Petty Officer Third Class Juanita McCurdy-Davis, a 2001 graduate of Old Harbor High School and 2017 Jamaica Theological Seminary graduate, joined the navy three years ago.

"I joined the navy to become a better version of myself, and that's exactly what has happened," said McCurdy-Davis. "I've become better in so many areas of my life. I've gotten an education and I support my family financially."

Today McCurdy-Davis serves as a culinary specialist.

A culinary specialist is responsible for catering to the nutritional needs of the sailors and making sure everyone gets a balanced, freshly prepared meal.

McCurdy-Davis relies upon skills and values from lessons learnt in St Catherine to succeed in the military.

"Growing up I learnt to respect everyone regardless of our differences, which is a big part of working on a ship," said McCurdy-Davis.

Boxer, a Wasp-class amphibious assault ship, commissioned February 11, 1995, is the sixth US ship to bear the name. The ship recently completed a scheduled maintenance availability and is preparing for upcoming operations.

Boxer's crew is made up of approximately 1,200 officers and enlisted personnel and can accommodate up to 1,800 marines. Amphibious assault ships transfer marines, equipment, and supplies and can support helicopters or other aircraft, according to navy officials. They also are capable of accessing 75 per cent of the world's beaches.

Serving in the navy means McCurdy-Davis is part of a world that is taking on new importance in America's focus on strengthening alliances, modernising capabilities, increasing capacities, and maintaining military readiness in support of the National Defense Strategy.

"We protect our country and our allies against threats and secure the maritime sea lanes," said McCurdy-Davis.

More than 90 per cent of all trade travels by sea, and fibre optic cables on the ocean floor carry 95 per cent of the world's international phone and Internet traffic.

Navy officials continue to emphasise that the prosperity and security of the United States is directly linked to ready sailors and a strong navy.

"Maintaining the world's best navy is an investment in the security and prosperity of the United States as well as the stability of our world," said Adm Mike Gilday, chief of naval operations."The US Navy – forward deployed and integrated with all elements of national power — deters conflict, strengthens our alliances and partnerships and guarantees free and open access to the world's oceans. As the United States responds to the security environment through integrated deterrence, our navy must continue to deploy forward and campaign with a ready, capable, combat-credible fleet."
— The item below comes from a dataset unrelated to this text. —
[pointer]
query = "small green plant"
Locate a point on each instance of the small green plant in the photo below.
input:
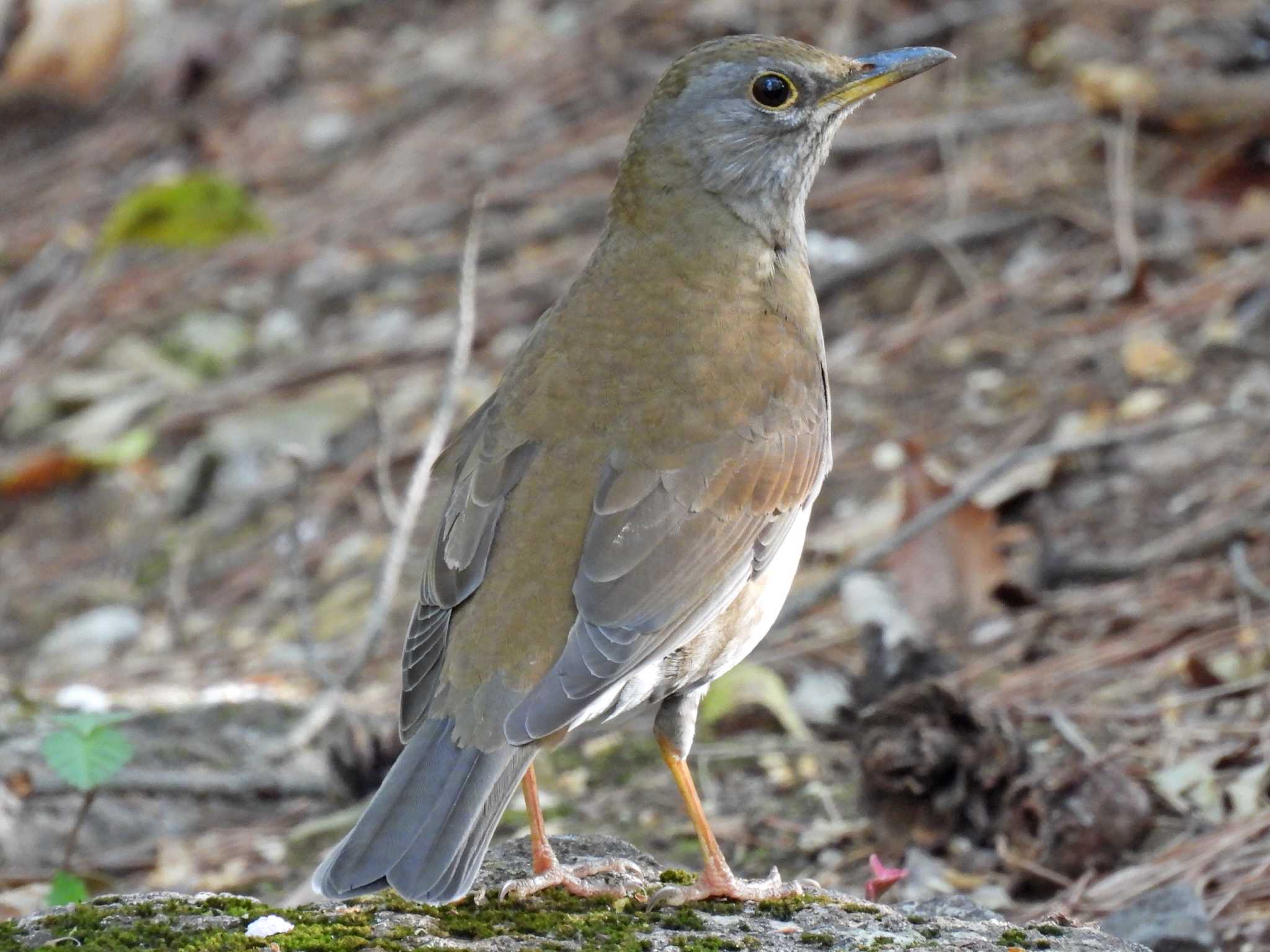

"The Surface Force will continue to meet the challenge of strategic competition and respond to the realities of the modern security environment," said Commander of Naval Surface Forces Vice Adm Roy Kitchener. "Our efforts are critical to preserve freedom of the seas, deter aggression, and win wars."

Sailors like McCurdy-Davis have many opportunities to garner accomplishments during their military service.

"I earned my associate's degree in December 2020 and was promoted to petty officer third class three months later," said McCurdy-Davis. "I've also earned my surface and aviation warfare pins while working on this ship."

As McCurdy-Davis and other sailors continue to train and perform missions, they take pride in serving their country in the United States Navy.

"To me, serving in the navy means serving my fellow Americans," added McCurdy-Davis. "It's a privilege and an honour to do this work."